Au coin de la rue, on croise Mme Roudan avec sa poussette toujours aussi chargée.

— Bonjour madame.

— Bonjour Julie. Te voilà bien matinale.

— On va faire un peu de sport.

— C’est bien, vous êtes jeunes, profitez-en.

Elle s’éloigne, l’air vaguement gênée. Qu’est-ce qu’elle trimballe dans sa poussette ? Elle héberge du monde en douce ?

— Tu la connais ? me demande Sophie.

— Elle habite mon immeuble. Super gentille, mais je ne sais pas ce qu’elle trafique avec sa poussette.

— N’essaie pas de changer de conversation. Parle-moi de ton Roméo. Vous sortez ensemble ?

— Tu rigoles ! On en est encore à la phase d’observation, enfin surtout moi parce que lui, je crois qu’il me trouve juste gentille.

— C’est pas bon du tout ça, tu ne devrais peut-être pas t’accrocher.

— Plus facile à dire qu’à faire. Si tu crois que j’ai le choix ! Je ne contrôle rien. Ce garçon a tout envahi dans ma vie.

Les grands arbres du jardin public sont en vue. Devant l’entrée, un petit groupe de filles s’est réuni, certaines s’échauffent déjà. Il y en a de tous les âges, des grandes, des petites, des minces, des plus enveloppées. Une femme d’une quarantaine d’années, le corps sculpté par une évidente pratique sportive intensive, nous accueille :

— Hello les filles ! Puisque c’est votre première fois, bienvenue. Avec nous, vous verrez, tout est simple. Pas de cotisation, pas de questions, pas de compétition. Le but n’est pas de préparer les championnats du monde ! Chacune va à son rythme. On part ensemble mais on est libres.
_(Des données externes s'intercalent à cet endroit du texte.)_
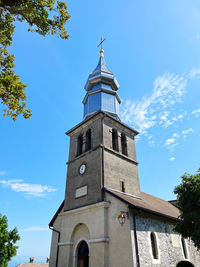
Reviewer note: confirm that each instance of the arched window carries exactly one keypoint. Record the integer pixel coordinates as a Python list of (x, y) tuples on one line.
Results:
[(154, 245), (88, 140), (83, 255), (80, 145), (184, 248), (115, 145), (124, 144)]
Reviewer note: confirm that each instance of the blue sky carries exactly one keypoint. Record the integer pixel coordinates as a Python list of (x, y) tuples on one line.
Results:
[(152, 47)]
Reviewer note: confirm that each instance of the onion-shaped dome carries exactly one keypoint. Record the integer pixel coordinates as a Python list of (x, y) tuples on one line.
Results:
[(101, 88)]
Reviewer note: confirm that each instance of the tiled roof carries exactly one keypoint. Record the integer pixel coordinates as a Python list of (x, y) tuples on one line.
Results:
[(148, 203)]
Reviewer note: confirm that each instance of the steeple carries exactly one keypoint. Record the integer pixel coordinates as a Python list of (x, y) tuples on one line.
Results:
[(101, 88)]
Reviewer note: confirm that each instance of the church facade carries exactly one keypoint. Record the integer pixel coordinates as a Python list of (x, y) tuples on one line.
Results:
[(105, 219)]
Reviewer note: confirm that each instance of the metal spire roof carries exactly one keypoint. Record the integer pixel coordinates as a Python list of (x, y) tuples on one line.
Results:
[(101, 74), (101, 67)]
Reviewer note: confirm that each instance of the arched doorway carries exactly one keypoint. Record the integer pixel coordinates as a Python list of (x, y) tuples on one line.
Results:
[(184, 264), (82, 255)]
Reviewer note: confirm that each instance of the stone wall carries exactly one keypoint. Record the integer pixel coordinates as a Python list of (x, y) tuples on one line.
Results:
[(169, 244)]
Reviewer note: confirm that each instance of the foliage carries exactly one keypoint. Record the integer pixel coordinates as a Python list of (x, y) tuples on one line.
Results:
[(188, 201), (44, 17), (7, 242)]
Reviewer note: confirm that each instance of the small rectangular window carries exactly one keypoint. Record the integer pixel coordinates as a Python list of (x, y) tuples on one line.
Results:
[(122, 186)]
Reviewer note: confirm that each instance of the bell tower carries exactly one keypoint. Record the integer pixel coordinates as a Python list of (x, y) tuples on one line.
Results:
[(102, 148)]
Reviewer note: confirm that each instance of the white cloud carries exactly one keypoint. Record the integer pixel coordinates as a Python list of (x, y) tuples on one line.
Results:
[(170, 141), (196, 112), (151, 143), (35, 190), (186, 132), (154, 109), (35, 228)]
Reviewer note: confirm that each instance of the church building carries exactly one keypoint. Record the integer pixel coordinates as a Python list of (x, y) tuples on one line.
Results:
[(105, 219)]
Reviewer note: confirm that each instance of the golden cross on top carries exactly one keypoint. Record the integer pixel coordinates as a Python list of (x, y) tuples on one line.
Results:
[(102, 40)]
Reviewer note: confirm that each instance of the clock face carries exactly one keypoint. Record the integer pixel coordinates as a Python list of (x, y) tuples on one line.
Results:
[(82, 169)]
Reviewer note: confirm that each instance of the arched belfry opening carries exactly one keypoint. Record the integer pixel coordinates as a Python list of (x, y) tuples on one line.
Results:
[(82, 255), (88, 140), (184, 264)]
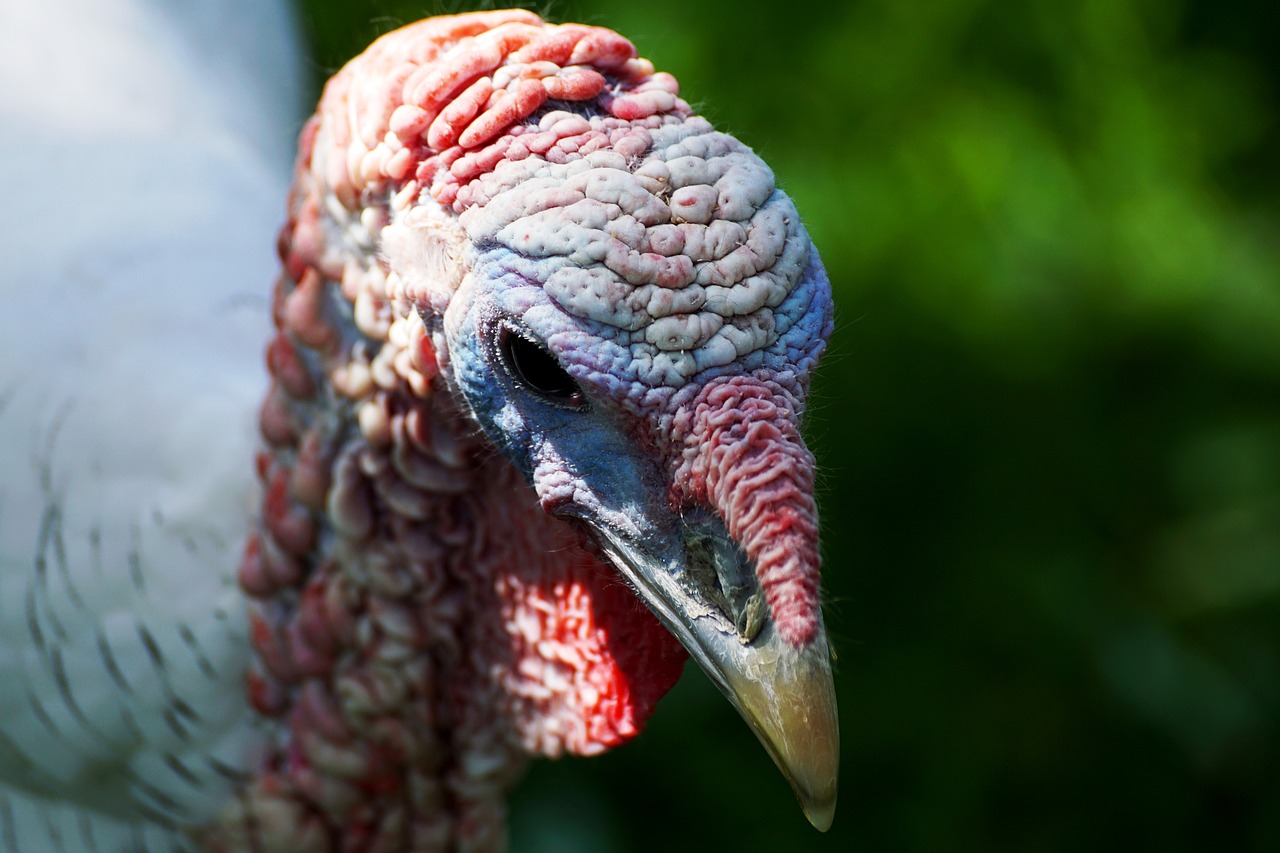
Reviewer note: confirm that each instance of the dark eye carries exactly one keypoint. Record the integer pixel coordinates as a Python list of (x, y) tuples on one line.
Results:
[(538, 369)]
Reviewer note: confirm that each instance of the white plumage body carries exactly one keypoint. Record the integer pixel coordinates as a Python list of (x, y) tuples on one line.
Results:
[(144, 159)]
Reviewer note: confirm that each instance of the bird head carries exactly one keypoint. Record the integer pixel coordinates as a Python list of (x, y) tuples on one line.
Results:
[(629, 309)]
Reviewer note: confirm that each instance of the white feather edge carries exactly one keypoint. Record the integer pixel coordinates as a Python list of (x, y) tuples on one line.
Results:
[(144, 159)]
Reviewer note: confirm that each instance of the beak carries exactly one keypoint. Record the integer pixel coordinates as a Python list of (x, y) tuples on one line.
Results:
[(703, 588)]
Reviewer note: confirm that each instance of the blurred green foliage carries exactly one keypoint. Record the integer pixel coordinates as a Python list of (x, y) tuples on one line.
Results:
[(1048, 423)]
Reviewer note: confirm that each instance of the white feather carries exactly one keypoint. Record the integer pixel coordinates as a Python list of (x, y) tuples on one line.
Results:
[(145, 154)]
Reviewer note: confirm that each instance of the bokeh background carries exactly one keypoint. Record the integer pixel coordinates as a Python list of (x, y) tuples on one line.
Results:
[(1048, 423)]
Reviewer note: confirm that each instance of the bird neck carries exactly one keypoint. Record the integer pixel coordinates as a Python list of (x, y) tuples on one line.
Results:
[(419, 625)]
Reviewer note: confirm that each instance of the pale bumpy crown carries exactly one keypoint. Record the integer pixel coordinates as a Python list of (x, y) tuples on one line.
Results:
[(575, 169)]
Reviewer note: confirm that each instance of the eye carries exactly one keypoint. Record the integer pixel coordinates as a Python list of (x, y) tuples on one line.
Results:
[(538, 369)]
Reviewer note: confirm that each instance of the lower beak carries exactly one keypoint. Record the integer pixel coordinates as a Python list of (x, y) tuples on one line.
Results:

La demi-douzaine de coureuses nous fait signe. On leur répond.

Je connais bien le jardin public mais je ne me serais jamais imaginé qu’il servait de lieu de rendez-vous à ce genre de groupe. À la sortie des écoles, on y trouve les mamans avec les enfants. Plus tard dans la journée, ce sont les jeunes qui s’y réunissent, et encore après, les amoureux s’y retrouvent. Le midi, ceux qui déjeunent dehors pendant leur pause viennent s’y réfugier. Je trouve étonnant que des univers tellement différents cohabitent dans un même lieu, sans jamais se mélanger.